表紙に起用したのは、うめだ阪急本店の「グリーンエイジ」に、ブランド世界初となるカフェ併設型のコンセプトストアをオープンした、デザイナーのステラ・マッカートニーです。ストアのコンセプトや、ステラマッカートニーが目指す世界と矛盾、注目する技術(売場から始めるサステナブル実践例)等、独占インタビューは読み甲斐があります。
販売員に対する大規模アンケート調査も実施しており、973人から寄せられた、店頭と本社の意識格差や、お客さまとダイレクトに接する販売員だからこそ感じる顧客意識などがまとめられています。サステナ先進ブランドとして知られる「H&M」による「本社と売り場との情報共有のコツ」にも学びがあります。
さらに、付録として、「WWDBEAUTY」による「Z世代と考える化粧品業界のサステナビリティ」も付いてきます。主に「カーボンニュートラル」「ダイバーシティ&インクルージョン」「パッケージ」「価格の壁」「容器回収」の5つの事例を中心に、化粧品業界のサステナビリティの最新の取り組みなどを紹介しています。とくに1社では完結できない「容器回収」に挑む花王の取り組みには注目です。
付録の巻頭を飾ったのは、俳優の二階堂ふみさんです。そのインタビューからは、環境問題や動物愛護などに対する関心の高さや覚悟などが伝わってくるもので、彼女の新しい一面を発見できるはずです。他にも、Z世代は本当にサステナビリティや社会的課題への関心が高いのか、約100人に意識調査を行ったり、Z世代の専門家であり、SDGsのプロジェクトなども行っている「シブヤ109 ラボ」の長田麻衣所長へのインタビューも実施しています。

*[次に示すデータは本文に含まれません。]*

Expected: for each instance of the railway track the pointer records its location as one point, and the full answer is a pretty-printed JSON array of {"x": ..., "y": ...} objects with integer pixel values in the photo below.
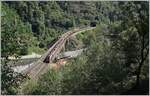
[{"x": 37, "y": 68}]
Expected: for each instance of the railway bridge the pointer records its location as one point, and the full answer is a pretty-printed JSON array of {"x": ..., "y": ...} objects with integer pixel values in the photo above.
[{"x": 41, "y": 65}]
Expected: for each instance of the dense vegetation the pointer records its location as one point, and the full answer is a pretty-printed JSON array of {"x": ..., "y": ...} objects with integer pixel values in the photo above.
[{"x": 116, "y": 59}]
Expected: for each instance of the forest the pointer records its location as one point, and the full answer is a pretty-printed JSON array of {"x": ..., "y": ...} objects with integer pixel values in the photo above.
[{"x": 116, "y": 59}]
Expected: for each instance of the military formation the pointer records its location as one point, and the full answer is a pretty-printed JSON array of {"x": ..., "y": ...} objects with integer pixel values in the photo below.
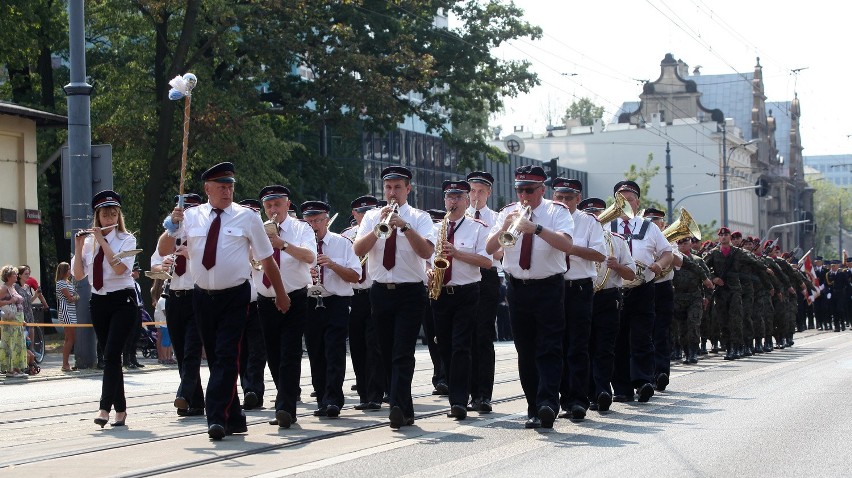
[{"x": 601, "y": 299}]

これらの5月29日号にまつわる記事はウェブでも紹介されていますので、参考にしてみてください。
「パタゴニア」や「アルマーニ」から学ぶ循環型の店舗設計とは? サステナアクション事例集vol.1【売り場から始めるサステナ実践例】
https://www.wwdjapan.com/articles/1566738
進む梱包材の脱プラ サステナアクション事例集vol.2【売り場から始めるサステナ実践例】
https://www.wwdjapan.com/articles/1567333
阪急うめだ本店新ゾーン「グリーンエイジ」は店頭事例の宝庫 “人と自然の共生”の訴求法【売り場から始めるサステナ実践例】
https://www.wwdjapan.com/articles/1567447
「無印良品」京都山科に見る地域密着型循環店舗のつくり方【売り場から始めるサステナ実践例】
https://www.wwdjapan.com/articles/1563036
973人の販売員が回答 3割が“本社からの情報は不十分”【売り場から始めるサステナ実践例】
https://www.wwdjapan.com/articles/1566680
サステナ先行企業H&Mに聞く、販売スタッフとの情報共有の方法【売り場から始めるサステナ実践例】
https://www.wwdjapan.com/articles/1566053
ステラ・マッカートニーが目指す世界と矛盾、注目する技術【売り場から始めるサステナ実践例】
https://www.wwdjapan.com/articles/1563037
ちなみに、4年ぶりの来日となったステラ・マッカートニーは、滞在中に、東京藝術大学で特別講義を行いました。モデレーターを務めたのは、同大美術学部デザイン科准教授でもあるアーティストのスプツニ子!です。ステラはアーティストの奈良美智さんと「チェンジ・ザ・ヒストリー」をスローガンにしたコラボレーションも行っています。スプツニ子!との対話の中で、ファッション業界の常識を疑いチャレンジすることの重要性や、学生はファッションの未来であり希望だということ、注目素材や、動物福祉などについても語っています。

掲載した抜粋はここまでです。